KALAŞNİKOFLAR BAŞKA EYLEMLERDE DE KULLANILMIŞ
Olay yerinde yapılan incelemede 2 Kalaşnikof marka silah ele geçirildiği belirtilen mütalaada silahların balistik incelemesine yer verildi. Ele geçirilen silahların 20 Mayıs 2005 yılında Bingöl'ün Ortaçanak ve Dallıtepe bölgelerinde terör örgütü mensuplarının güvenlik güçleriyle girdikleri çatışmada kullanıldığı vurgulandı. Boş kovan incelemesinde silahların 06 Haziran 2006 tarihinde Bingöl kırsalında meydana gelen bir patlama için olay yerine giden jandarma olay yeri inceleme ekibine yapılan ve 2 güvenlik görevlisinin yaralandığı olayda da kullanıldığı belirtildi.
Mütalaada olay yerinde yapılan incelemede 2 Kalaşnikof marka silah, 9 şarjör, 120 dolu fişek, 136 boş kovan, 5 patlamamış el bombası ve bir patlamamış el yapımı patlayıcı cbulunduğu belirtildi.
SAVCI REKOR CEZA İSTEDİ
Mütalaasında, sanıkların devletin birliğini ve ülke bütünlüğünü bozmak kastı ile tasarlayarak eylemi planladıklarını kaydeden Savcı, "Bombalama sureti ile ve yine mağdurların yerine getirdikleri kamu görevi nedeniyle 5 emniyet görevlisini şehit ettikleri ve 25 emniyet görevlisine yönelik eylemlerin teşebbüs aşamasında kaldığı, yine kamu malına zarar verdikleri, izinsiz patlayıcı madde ve yasak silah bulundurdukları anlaşılmıştır" dedi.

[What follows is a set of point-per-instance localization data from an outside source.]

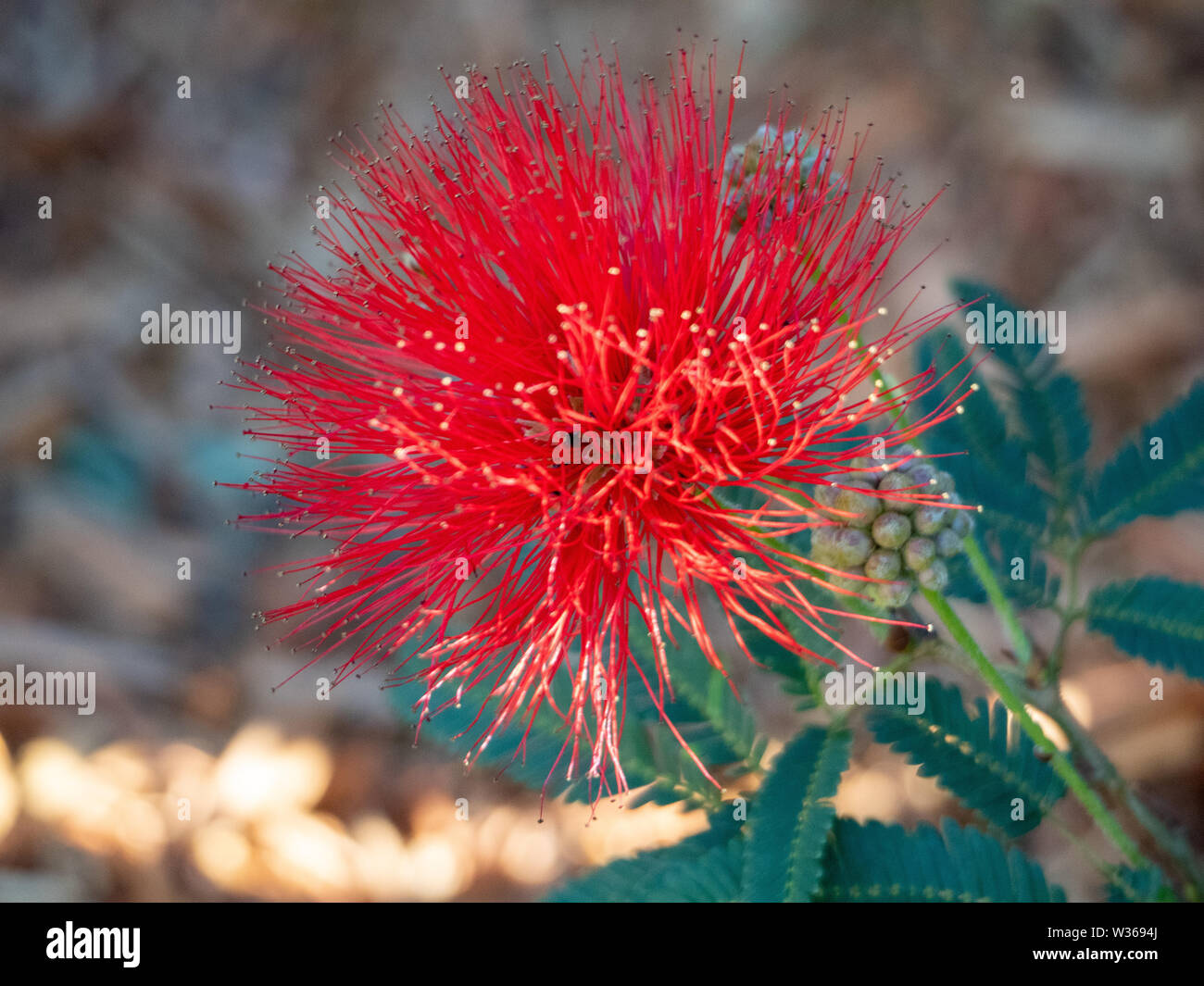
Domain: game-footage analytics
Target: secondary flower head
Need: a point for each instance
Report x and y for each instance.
(565, 335)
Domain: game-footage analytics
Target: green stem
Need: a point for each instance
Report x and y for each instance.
(1060, 765)
(985, 574)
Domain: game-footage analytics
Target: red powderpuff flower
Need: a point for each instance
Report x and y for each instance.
(558, 341)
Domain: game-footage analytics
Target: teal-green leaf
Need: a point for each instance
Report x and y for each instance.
(972, 756)
(703, 868)
(1147, 885)
(987, 466)
(1133, 484)
(878, 862)
(790, 818)
(1156, 619)
(1047, 406)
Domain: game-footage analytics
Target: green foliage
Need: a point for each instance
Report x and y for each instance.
(791, 815)
(1047, 406)
(1156, 619)
(1133, 483)
(703, 868)
(880, 862)
(990, 468)
(709, 716)
(1148, 885)
(971, 756)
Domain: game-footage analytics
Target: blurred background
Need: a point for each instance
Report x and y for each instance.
(157, 199)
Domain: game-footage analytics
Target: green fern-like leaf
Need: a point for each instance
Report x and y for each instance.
(972, 756)
(703, 868)
(1135, 483)
(1147, 885)
(879, 862)
(1047, 405)
(987, 466)
(791, 815)
(713, 721)
(1156, 619)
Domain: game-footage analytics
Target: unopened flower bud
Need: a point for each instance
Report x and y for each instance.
(919, 553)
(891, 530)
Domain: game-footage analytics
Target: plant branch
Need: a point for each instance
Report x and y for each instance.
(1059, 761)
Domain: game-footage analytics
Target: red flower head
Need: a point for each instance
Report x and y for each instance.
(560, 337)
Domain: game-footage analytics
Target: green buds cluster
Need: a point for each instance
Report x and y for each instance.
(896, 542)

Savcı mütalaada 5 polisin şehit edilmesi olayına bizzat katılan Murat Yildeniz, Neytullah Bayram, Halis Yildeniz ve Ramazan Benice ile eylemin ön toplantısına katıldığı, örgüt mensuplarına yardım ettiği iddiasıyla Ali Nergiz'in 30 kez ağırlaştırılmış ömürboyu hapis cezasıyla cezalandırılmalarını istedi. Ağırlaştırılmış ömürboyu hapis cezası istenen 5 sanık hakkında ayrıca 'Kamu malına zarar vermek', 'İzinsiz patlayıcı madde bulundurmak' gibi suçlardan da 36'şar yıla kadar hapis cezaları istendi.
DOSYA KARAR DURUŞMASINA KALDI
Savcı, eylemin yöneticisi olan Mehmet Şah Yildeniz'i evinde saklayan ablası tutuksuz sanıklar Maşallah Yildeniz ve eniştesi Şevki Yildeniz'in, 'PKK terör örgütüne bilerek ve isteyerek yardım etme' suçundan 15 yıl kadar hapis cezasıyla cezalandırılmalarını istedi. Mütalaada, sanıklardan İhsan Bayram ve Mevlüt Özbey'in de 15'er yıl hapis cezasıyla cezalandırılması istendi.
5 SANIĞA BERAAT İSTEMİ
Savcı, dosya sanıklarından Emiş Bayram, Refika Nergiz, Kamile Bayram, Arap Yildeniz, Orhan Figan'ın işledikleri iddia edilen suçlarla ilgili yeterli delil bulunamadığından beraatlerini istedi. Mütalaada, sanıklardan Ali Nergiz'in babası Ömer Nergiz'in ise adresinin bulunamadığı, yargılama sırasında dinlenmediği belirtilerek dava açılmak üzere Cumhuriyet Başsavcılığı'na suç duyurusunda bulunulmasına karar verilmesi istendi.
Mütalaanın okunmasının ardından mahkeme sanık avukatlarının savunma yapmaları ve kararını açıklamak üzere duruşmayı erteledi.